On Tue, Nov 27, 2012 at 11:50 AM, Jeff Cunningham <email@example.com
> According to the Hyperspec:
> "let and let* create new variable bindings and execute a series of forms
> that use these bindings. let performs the bindings in parallel and let* does
> them sequentially. "
> I thought I knew what that meant until I tried to demonstrate it to myself.
> I wrote a simple function that eats cpu cycles for a visible period of time.
> Then I set up a let expression which I thought would evaluate these forms in
> (defun waste-time (n)
> (let ((a 0))
> (dotimes (i n a)
> (incf a (- (random 1.0) 0.5)))))
> (let ((n 100000000))
> (let ((n1 (waste-time n))
> (n2 (waste-time n)))
> (print n1)
> (print n2)))
> I have a quad-core i7 running Linux 3.2.0-33-generic #52-Ubuntu SMP Thu Oct
> 18 16:29:15 UTC 2012 x86_64 x86_64 x86_64 GNU/Linux.
> I built a fresh copy of SBCL with --fancy (which includes threading I
> believe) which I cloned via git this morning.
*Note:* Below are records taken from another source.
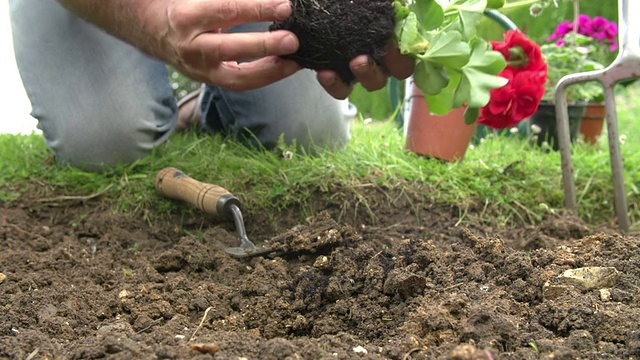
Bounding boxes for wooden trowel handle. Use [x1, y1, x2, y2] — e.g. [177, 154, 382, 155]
[156, 167, 242, 219]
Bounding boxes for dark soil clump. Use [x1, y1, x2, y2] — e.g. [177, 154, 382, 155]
[0, 188, 640, 360]
[271, 0, 395, 83]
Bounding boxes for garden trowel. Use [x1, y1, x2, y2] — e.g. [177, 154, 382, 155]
[156, 167, 278, 258]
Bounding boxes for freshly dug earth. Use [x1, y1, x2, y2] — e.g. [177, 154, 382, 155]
[0, 189, 640, 359]
[271, 0, 395, 83]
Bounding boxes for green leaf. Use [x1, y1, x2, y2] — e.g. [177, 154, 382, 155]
[419, 31, 471, 69]
[425, 69, 462, 115]
[398, 13, 429, 55]
[413, 61, 449, 94]
[393, 0, 410, 24]
[409, 0, 444, 30]
[487, 0, 506, 9]
[447, 0, 487, 13]
[454, 40, 507, 108]
[459, 10, 483, 39]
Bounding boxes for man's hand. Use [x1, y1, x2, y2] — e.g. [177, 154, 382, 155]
[318, 41, 415, 99]
[59, 0, 300, 90]
[166, 0, 300, 91]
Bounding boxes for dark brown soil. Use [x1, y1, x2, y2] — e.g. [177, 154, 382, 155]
[0, 184, 640, 359]
[271, 0, 395, 83]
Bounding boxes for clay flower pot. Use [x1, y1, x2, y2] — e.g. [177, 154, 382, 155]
[405, 84, 477, 162]
[580, 103, 607, 145]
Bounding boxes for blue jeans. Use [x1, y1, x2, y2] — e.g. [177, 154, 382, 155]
[9, 0, 350, 171]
> What I expected to see was two cpu cores busy for a few seconds when I run
> this. But what I in fact see is a single thread running. This indicates it
> is evaluating the let bindings serially, not in parallel.
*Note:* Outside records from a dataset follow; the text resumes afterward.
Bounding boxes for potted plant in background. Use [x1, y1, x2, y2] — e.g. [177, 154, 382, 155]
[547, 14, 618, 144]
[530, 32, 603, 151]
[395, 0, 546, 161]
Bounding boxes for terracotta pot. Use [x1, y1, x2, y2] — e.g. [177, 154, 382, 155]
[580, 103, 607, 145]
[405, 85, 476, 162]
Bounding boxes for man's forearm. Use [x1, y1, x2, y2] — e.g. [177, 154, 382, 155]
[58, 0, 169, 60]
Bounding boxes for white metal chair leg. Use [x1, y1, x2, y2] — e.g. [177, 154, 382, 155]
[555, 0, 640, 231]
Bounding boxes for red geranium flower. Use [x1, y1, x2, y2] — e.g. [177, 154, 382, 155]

> If I wrap the code with (time ) I get this for the parallel let:
> Evaluation took:
> 3.815 seconds of real time
> 3.816238 seconds of total run time (3.816238 user, 0.000000 system)
> 100.03% CPU
> 8,753,527,227 processor cycles
> 30,000 bytes consed
> And I get this for the serial let*:
> Evaluation took:
> 3.783 seconds of real time
> 3.780236 seconds of total run time (3.780236 user, 0.000000 system)
> 99.92% CPU
> 8,680,021,725 processor cycles
> 33,168 bytes consed
> So I don't understand what the difference is, other than the compiler not
> being willing to recognize sequential bindings in the case of let vs let*.